Israeli President Isaac Herzog spoke with Russian President Vladimir Putin regarding concerns that the Jewish Agency in Russia will be shut down.
Russia has scheduled an upcoming court date to determine the future of the agency’s operation in its nation. Herzog, who previously served as chairman of the Jewish Agency, sought to reconcile differences that have arisen following Israel’s criticisms of Russia’s invasion of Ukraine.
The Jewish Agency remains a central part of helping Russian Jews who wish to return to the Jewish homeland of Israel to make Aliyah. Established in 1928, the agency held a strong role in the creation of modern Israel in 1948.

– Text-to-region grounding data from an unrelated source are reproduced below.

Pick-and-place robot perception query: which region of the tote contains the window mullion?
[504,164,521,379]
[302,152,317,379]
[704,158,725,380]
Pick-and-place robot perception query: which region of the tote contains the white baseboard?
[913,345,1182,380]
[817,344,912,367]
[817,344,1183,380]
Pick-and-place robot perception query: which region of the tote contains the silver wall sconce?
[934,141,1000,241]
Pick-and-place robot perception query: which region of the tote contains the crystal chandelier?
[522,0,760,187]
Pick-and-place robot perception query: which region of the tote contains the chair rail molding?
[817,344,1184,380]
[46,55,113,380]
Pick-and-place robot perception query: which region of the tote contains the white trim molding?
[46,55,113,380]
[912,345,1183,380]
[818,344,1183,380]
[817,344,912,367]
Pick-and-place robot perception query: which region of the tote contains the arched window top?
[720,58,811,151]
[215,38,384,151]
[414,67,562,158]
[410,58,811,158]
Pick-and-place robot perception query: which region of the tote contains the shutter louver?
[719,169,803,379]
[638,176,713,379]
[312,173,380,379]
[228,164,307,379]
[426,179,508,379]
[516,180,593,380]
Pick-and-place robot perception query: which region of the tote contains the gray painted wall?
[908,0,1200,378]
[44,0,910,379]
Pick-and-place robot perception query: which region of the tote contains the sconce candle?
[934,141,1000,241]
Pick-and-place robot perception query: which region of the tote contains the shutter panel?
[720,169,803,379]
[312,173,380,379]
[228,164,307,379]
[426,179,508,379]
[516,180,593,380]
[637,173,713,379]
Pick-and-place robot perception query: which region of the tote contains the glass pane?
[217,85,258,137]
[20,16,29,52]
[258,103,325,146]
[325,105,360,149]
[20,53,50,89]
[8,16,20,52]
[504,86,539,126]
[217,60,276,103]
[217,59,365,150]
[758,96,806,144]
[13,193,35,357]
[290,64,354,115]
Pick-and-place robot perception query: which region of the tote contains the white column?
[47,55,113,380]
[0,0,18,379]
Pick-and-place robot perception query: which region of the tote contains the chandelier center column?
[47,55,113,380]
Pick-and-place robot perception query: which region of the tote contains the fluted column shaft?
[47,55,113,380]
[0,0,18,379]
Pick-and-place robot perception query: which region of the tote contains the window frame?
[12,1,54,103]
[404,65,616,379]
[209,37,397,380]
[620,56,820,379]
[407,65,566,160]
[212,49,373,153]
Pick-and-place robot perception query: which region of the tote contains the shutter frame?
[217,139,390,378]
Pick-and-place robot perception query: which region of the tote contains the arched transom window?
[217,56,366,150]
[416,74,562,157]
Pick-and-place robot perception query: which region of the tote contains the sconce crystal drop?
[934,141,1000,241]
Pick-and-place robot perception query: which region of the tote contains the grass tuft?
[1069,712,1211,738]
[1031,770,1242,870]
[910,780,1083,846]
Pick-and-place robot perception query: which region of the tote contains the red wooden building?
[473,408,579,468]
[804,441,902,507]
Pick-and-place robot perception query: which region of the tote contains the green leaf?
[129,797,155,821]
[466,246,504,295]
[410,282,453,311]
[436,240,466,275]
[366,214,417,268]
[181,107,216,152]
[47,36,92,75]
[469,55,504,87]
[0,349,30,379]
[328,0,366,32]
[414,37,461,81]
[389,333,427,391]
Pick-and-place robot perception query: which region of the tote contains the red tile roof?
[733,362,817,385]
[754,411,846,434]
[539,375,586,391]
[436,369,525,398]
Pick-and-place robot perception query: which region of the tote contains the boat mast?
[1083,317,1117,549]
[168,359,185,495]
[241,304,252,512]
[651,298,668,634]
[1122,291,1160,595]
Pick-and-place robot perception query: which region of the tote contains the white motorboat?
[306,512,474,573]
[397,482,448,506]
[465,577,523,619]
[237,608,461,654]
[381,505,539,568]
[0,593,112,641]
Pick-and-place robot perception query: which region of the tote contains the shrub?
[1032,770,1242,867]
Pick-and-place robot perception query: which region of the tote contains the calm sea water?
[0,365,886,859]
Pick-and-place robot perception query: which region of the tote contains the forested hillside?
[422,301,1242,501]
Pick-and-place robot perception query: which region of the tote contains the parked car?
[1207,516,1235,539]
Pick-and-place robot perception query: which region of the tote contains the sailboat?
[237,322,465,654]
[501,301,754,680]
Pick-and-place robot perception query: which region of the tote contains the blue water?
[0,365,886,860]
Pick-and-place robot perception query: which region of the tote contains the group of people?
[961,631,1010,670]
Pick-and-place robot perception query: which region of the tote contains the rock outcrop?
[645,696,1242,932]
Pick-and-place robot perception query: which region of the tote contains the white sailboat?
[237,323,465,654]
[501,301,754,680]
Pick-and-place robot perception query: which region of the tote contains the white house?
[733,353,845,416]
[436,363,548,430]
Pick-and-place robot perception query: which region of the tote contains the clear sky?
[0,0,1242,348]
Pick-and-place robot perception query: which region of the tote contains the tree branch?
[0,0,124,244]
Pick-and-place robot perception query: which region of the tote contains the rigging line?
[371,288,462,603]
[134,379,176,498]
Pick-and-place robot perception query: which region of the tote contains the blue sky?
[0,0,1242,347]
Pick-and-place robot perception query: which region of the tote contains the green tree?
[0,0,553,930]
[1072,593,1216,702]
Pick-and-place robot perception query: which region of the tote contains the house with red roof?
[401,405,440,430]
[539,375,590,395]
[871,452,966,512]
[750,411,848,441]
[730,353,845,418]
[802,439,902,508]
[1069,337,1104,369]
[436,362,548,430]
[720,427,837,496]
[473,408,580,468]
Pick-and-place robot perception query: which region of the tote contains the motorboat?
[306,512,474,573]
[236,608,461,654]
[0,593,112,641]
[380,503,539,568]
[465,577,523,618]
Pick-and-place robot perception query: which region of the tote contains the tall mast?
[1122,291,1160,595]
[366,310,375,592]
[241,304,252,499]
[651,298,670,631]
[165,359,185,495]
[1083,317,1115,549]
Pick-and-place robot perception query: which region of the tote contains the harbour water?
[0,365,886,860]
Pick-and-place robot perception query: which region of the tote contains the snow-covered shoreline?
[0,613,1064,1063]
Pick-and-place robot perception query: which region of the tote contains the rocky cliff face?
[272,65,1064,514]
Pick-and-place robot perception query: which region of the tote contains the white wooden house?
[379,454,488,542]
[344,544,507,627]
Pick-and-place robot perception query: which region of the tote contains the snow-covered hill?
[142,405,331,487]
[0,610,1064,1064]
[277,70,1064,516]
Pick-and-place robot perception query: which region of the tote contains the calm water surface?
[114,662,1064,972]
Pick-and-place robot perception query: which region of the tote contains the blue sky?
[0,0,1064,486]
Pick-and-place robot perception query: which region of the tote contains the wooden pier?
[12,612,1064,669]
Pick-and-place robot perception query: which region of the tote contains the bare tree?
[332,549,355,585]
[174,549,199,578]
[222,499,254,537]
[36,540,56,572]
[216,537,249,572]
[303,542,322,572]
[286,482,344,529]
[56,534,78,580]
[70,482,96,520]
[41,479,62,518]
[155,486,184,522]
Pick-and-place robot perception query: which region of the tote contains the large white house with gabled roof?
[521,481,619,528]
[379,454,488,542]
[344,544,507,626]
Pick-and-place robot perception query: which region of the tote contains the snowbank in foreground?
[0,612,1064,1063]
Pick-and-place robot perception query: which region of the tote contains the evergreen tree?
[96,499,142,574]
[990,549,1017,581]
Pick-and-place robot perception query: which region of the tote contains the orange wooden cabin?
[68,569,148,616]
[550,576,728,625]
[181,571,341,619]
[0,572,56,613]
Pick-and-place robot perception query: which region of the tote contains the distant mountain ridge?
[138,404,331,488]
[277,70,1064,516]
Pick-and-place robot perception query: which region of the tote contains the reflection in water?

The agency also began operations in 1989 to help Jews leave the then-Soviet Union to return to Israel. Hundreds of thousands of Jews are indebted to the agency’s assistance in helping them return to the Jewish homeland.
“The phone call was frank and honest. The two leaders emphasized the important areas of cooperation between Israel and Russia and agreed to remain in contact,” Herzog said in a statement following the call between the two leaders.
Herzog’s statement added that Putin “underscored his personal commitment to Holocaust commemoration and the fight against antisemitism.”
The call was reportedly made following a request by Prime Minister Yair Lapid alongside the assistance of the Foreign Affairs Ministry.
In addition to the call between Herzog and Putin, Israel sent a delegation last week to Moscow to discuss the situation regarding the Jewish Agency. No progress was reportedly made as a result of the trip.
The Aug. 19 court date is expected to further address the legal implications of the situation in Moscow. However, Israeli officials do not expect a fair trial and are seeking to improve the situation ahead of the court hearing if possible.